Has a set table become a lost art in your home? How far do you take setting the table on a daily basis? If you eat with children or alone, do you not bother?

During January, the number one viewed article on this site was viewed over 900 times. More than anything else, my visitors want to know How to Set the Table for Tea. And this got me thinking. Do we know how to set the table in general? Do we even take the trouble anymore?

There’s a book I sometimes pick up at the library called, The Art of the Table: A Complete Guide to Table Setting, Table Manners, and Tableware. It’s very detailed and includes the history of every item used in Western Civilization to set a table. As I read it, it amazes me how far we’ve come, at least in my circle of middle-class Americans from the days of finger bowls and seafood forks, much less multiple course meals. Sometimes I find myself encouraging others to just try and stop using paper plates.

I have set the table with my basics (I’ll list them out in a minute) since my children were very young. Yes, it was discouraging when they sat at the table for two minutes, and then got up taking the tablecloth with them. And yes, because we use real silver and china, my boys (who were not born in a barn, but do have that testosterone-split brain) can make so much noise clinking and dropping their silverware. No, even my husband does not always put his napkin on his lap or keep his elbows off the table. So why DO I bother?

I bother because preparing a table for the five and us and sometimes others to gather around is one of the daily art forms I can easily practice. And I’ve noticed that each step I add (lighting the candles, choosing a tablecloth, etc.) does increase the pleasure and enjoyment of the guests, even if on many nights its only me.

I did not understand this at twenty-four when I married and “registered” for wedding gifts. Nor did my friends at the time who didn’t purchase from my Macy’s list for the most part. I learned about the art of the table from my mother over the last fifteen years. I watched her appreciate what she inherited from her aunts and slowly gather the glasses, linens, plates, etc., that she loved. And as a woman now in charge of her own home, I greatly appreciated her efforts to dress the table when we went for a visit. Thankfully, I came to appreciate it enough to begin accepting items from my husband’s and my grandmothers’ homes when they passed on.
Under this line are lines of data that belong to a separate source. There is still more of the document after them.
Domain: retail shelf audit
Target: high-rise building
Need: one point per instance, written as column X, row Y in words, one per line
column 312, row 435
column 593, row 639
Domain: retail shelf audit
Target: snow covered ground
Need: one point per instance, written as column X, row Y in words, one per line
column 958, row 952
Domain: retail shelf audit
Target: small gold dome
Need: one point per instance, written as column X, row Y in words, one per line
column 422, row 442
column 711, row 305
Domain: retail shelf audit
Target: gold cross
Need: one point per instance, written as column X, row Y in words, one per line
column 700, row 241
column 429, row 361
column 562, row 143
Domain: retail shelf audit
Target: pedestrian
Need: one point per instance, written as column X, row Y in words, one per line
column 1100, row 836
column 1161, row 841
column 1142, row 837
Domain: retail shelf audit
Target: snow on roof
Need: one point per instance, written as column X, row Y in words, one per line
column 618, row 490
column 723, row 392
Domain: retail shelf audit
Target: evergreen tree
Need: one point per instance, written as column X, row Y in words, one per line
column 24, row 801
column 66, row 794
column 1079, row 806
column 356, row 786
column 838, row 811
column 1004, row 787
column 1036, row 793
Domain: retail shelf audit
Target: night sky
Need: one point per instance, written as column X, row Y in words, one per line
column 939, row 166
But it’s a process. I put beautiful teacups worth a pretty penny from my husband’s grandmother in the dishwasher many times before I knew better and of course they cracked. I’m still working on laying out cloth napkins instead of paper (they’re never ironed, you see, because I hate to iron.). And I let my children eat off and load the dishwasher with our wedding pattern that are now discontinued and cost $55 a piece (in other words, should I not do this?). However, most nights at The Wellspring when we gather for dinner I:

  • light unscented candles. It is winter, so they’re spread throughout our dining/living room combo.
  • use a tablecloth or cloth place-mats.
  • turn on some background classical or Celtic music.
  • help my six-year old set the table with her great-grandmother’s stainless steel silverware.
  • serve the food restaurant-style instead of family style. In other words, even if we’re only having tacos, they’re assembled in the kitchen, no one is passing around the Cost-co size vat of sour cream to each other.